As part of this, finish / improve components of your previous deliverable. Additionally, develop these new functionalities:

Website interface / design.

Improved search experience.

Search interface on every page. Concisely include search on every page. Take just the right amount of the user's attention for this feature.
One set of search results. The previous D2 allowed you to separately present matching movies and people. Would any real website do this? Unify the interface to present a single set of search results. Include a mechanism for presenting more than one set of 10 results.

Movies / persons sorting.

When presenting cast and crew credits in a Browse Movie page, enable sorting by last name + first name, department, or character.
When presenting movies in a Browse Person page, enable sorting by year, genre, and popularity. Make one of these the default.

Focused presentation: Cast / credits in Browse Movie, Movies in Browse Person.
Initially show only the top 2-3 entries for each. Provide a simple affordance that enables expanding the list -- inside the same page.
10 points extra credit.
Improved affordances and user experience. Refine your interface / user experience.

Backend - integrated with front end. All improvements must support the user experience.
Be clear on the user stories that are involved.

Improved search experience / function. In D2, you provided a simple, first cut search. Now, make it nice for users. Implement this improved search in your API and use it in your website.

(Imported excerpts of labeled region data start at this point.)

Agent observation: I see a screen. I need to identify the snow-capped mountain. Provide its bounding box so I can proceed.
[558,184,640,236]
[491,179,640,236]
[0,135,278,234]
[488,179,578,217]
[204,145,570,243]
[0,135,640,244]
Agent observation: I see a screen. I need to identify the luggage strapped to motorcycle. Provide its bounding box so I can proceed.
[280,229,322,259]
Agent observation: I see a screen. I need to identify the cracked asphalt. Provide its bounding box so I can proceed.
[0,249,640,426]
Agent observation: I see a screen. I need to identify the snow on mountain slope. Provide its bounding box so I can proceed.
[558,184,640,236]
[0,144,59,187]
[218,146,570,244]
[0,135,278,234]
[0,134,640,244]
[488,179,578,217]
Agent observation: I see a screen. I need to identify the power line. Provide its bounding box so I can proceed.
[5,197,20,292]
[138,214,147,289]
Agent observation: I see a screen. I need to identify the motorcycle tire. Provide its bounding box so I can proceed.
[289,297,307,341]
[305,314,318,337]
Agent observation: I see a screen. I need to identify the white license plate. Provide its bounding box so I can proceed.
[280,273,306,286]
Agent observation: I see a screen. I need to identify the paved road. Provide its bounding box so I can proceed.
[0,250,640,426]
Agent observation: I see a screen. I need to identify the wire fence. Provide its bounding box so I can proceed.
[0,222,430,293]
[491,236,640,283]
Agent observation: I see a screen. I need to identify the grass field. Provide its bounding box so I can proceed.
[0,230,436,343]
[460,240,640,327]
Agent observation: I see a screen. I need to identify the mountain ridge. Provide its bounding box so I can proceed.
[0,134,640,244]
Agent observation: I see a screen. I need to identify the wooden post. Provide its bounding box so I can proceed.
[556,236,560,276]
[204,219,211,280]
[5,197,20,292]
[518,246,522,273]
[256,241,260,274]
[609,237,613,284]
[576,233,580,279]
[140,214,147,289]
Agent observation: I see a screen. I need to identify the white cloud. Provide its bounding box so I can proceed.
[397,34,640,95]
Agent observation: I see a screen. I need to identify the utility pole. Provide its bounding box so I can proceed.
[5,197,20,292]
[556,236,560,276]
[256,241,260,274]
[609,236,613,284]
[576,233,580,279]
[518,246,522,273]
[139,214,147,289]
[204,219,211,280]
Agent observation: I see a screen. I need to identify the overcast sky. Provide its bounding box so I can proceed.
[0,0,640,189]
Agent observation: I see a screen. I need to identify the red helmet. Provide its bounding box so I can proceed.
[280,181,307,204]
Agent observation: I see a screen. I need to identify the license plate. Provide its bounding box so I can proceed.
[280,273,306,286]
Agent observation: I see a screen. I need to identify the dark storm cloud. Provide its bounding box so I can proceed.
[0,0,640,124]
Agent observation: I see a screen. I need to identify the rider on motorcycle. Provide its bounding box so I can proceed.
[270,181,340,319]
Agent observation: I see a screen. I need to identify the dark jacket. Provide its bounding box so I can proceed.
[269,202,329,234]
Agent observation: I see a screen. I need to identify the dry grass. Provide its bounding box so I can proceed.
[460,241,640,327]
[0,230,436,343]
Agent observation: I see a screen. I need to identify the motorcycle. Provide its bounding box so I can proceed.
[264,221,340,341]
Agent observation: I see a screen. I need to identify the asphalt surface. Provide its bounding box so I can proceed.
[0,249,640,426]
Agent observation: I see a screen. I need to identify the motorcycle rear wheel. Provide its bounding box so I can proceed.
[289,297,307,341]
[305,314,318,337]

Unify the search operation. Search over both the movies and persons collections at the same time. Return a single array of results, in order.
Add a start parameter. This says what result number to start with, when you return results. Note: Google does this for presenting multiple pages of search results.
/dbservice/search?q=query_string&num=max_num_results&start=first_result
Make sure to only search relevant fields, that is, for a movie: its title and the name of a collection if it is in one; for a person, their name. When searching a movie, DO NOT search it's credits. When searching a person, DO NOT search their movies.
Make sure to only search for words, not just strings. For example, "hanks" should not match "Thanks".
In your website, support autocomplete, so as the user types a character, you present a short list of ranked possibilities. Performance of autocomplete should be sufficient that the user doesn't feel like they are waiting.
Find apparent misspellings in search queries. Present corrected results to users in a manner similar to what Google does.

Favorites by user. Enable the user to say what movies they like. When they seek to do this the first time, require them to register with the website. Thus, create user accounts. Require them to be logged into the website, in order for them to do this.

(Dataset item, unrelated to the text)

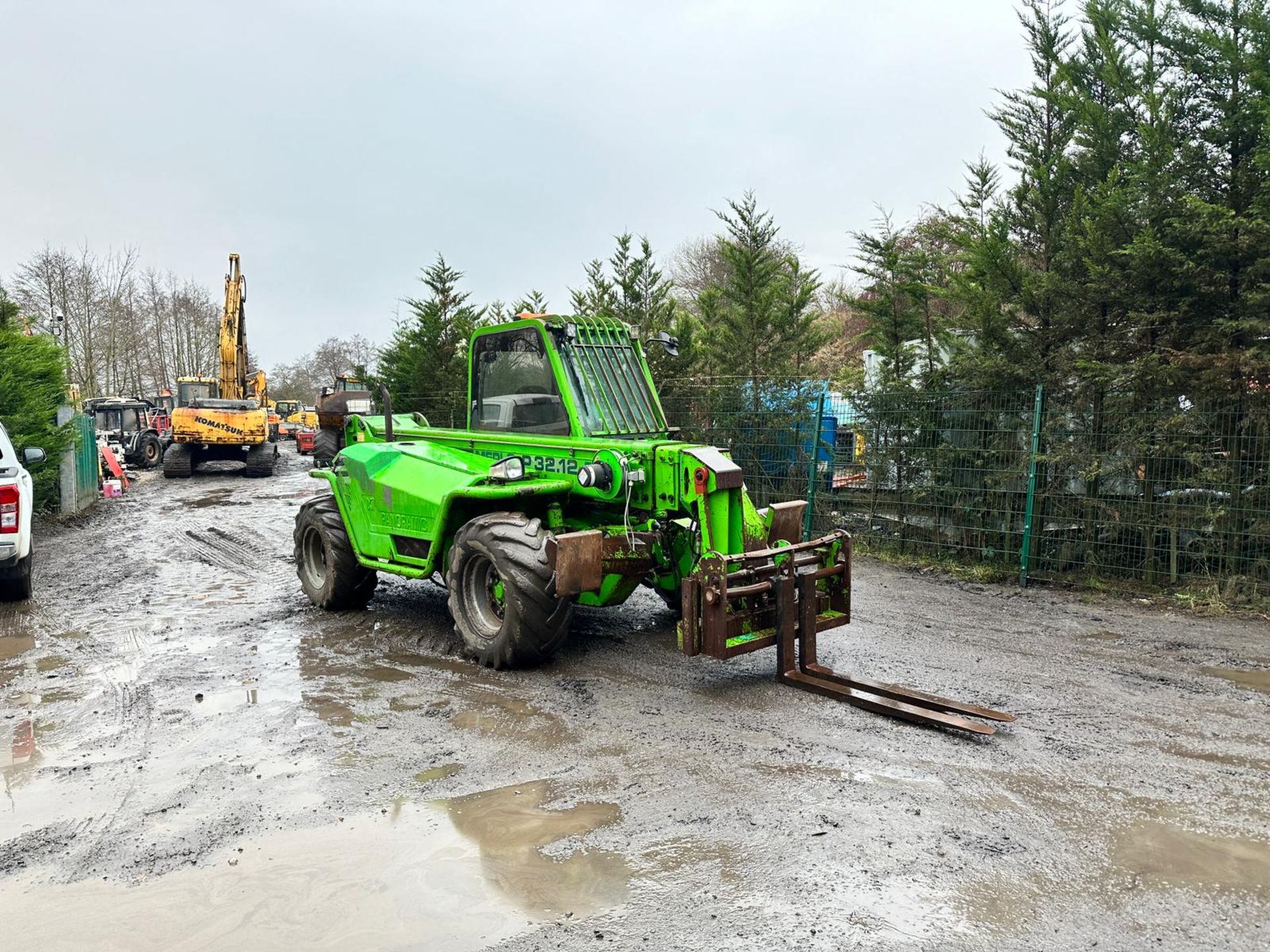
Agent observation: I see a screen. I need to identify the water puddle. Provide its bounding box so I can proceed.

Incorporate into the website a page that displays a user's favorite movies. Require them to create an account / be logged into the website, in order for them to do this.
For 20 extra points, enable accounts to be created based on the user's Google account, using the OAuth2 protocol.

agile development

GitHub allows you to create agile boards and backlogs, assign issues, and track progress. For this deliverable, engage in an agile development cycle, by following the steps listed here.

Make sure to:

Create a backlog
Assign tasks to members
Move tasks through the board as you finish tasks

Your team’s processes will be graded.

d3 submission

Provide the TA and PTs access to your:

Private GitHub repository.
Use .gitignore. Only commit the files that you have changed. DO NOT commit all the files in Node.js!
Use the following convention for naming your branch:

“P” + projectNumber + “D” + deliverableNumber

So, for this deliverable, title your branch P1D3.

Use this form to submit the URLs to your:

GitHub repository
Website, i.e., your_web_app_url
Team development log

Each individual: use this form to submit your self and peer evaluation.